In the meantime, in their first proposals to amend the New York Rules, the Presiding Justices introduced the prohibition against any advertising which utilizes “a nickname, moniker, motto or trade name that implies an ability to obtain results in a matter.” Lest the reader conclude that I have misconstrued the connection between those words and commercial peer ratings, I quote Mr. Carter:
In New York, the proposed amendments are somewhat similar to New Jersey’s Opinion 39 and would prohibit any “nickname, moniker, motto or trade name that implies an ability to obtain results.”
So we are confronted by this question: if a “nickname, moniker, motto or trade name” is prohibited if it implies an ability to obtain results, why didn’t the Presiding Justices apply that prohibition specifically to terms like “super lawyer” and “best lawyer”, two terms which clearly suggest a lawyer’s ability to influence results?
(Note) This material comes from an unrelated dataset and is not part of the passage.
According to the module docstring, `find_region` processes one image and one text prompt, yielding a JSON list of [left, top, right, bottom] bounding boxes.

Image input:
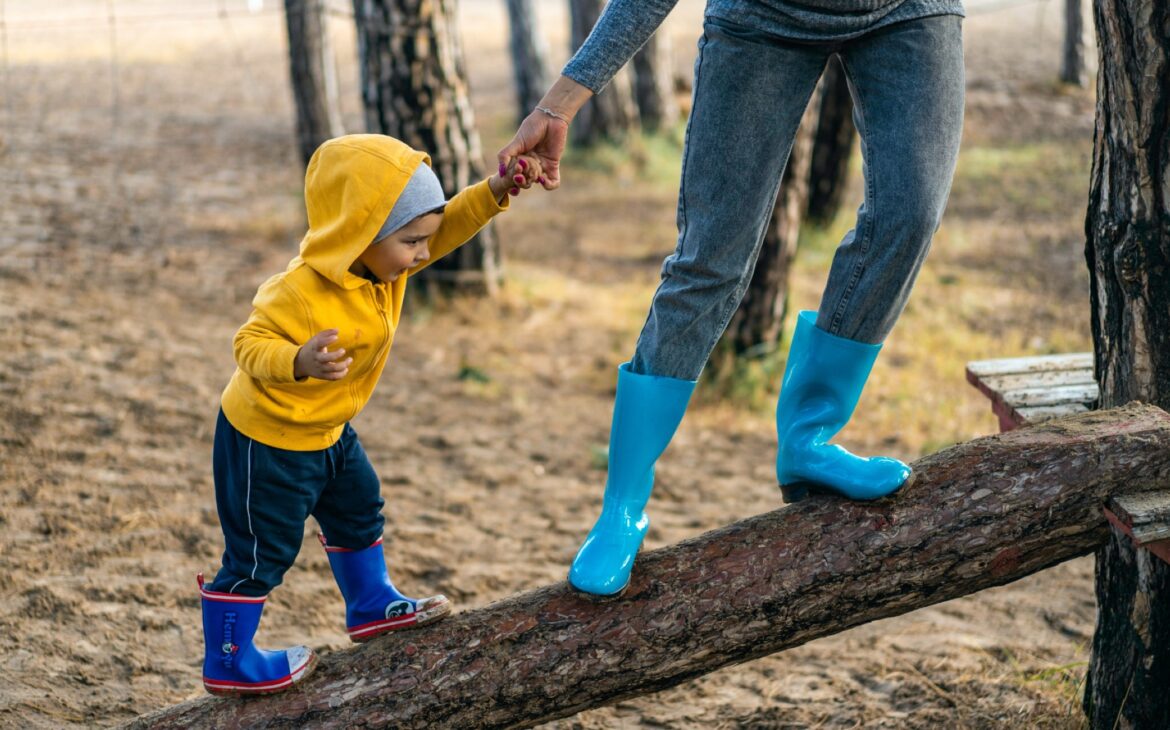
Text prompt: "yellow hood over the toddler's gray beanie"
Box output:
[[299, 135, 431, 289]]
Or did the Justices conclude that terms like “best lawyer” and “super lawyer” could not be construed as “bona fide professional ratings.” In either event, they have left us with a dilemma which will only be resolved over time, and only by interpretation in the lower courts.
Assuredly, even if the Justices intended to prohibit such terms as “super lawyer” and “best lawyer,” the interests relying on continued use of those terms will not simply go away. On the contrary, they will put up the same stiff fight as they have in New Jersey.
This week, a lawyer in the office received a card from the publisher of New York Super Lawyers 2007. It asked him to visit the company’s web site and vote for “the top lawyers whose work you have observed first hand.” It informed him that in September 2007, the publisher would distribute a New York Times supplement in Manhattan, as well as the regional edition of a “Super Lawyers Magazine,” which would be sent to “lawyers across the state, plus nationwide to the lead counsel of Russell’s 3000 companies.”
How long will it be before the issues surrounding commercial lawyer rating services are raised in the lower courts? Or, perhaps, the New York State Bar Association will wish to take the issue up in a new Ethics Opinion?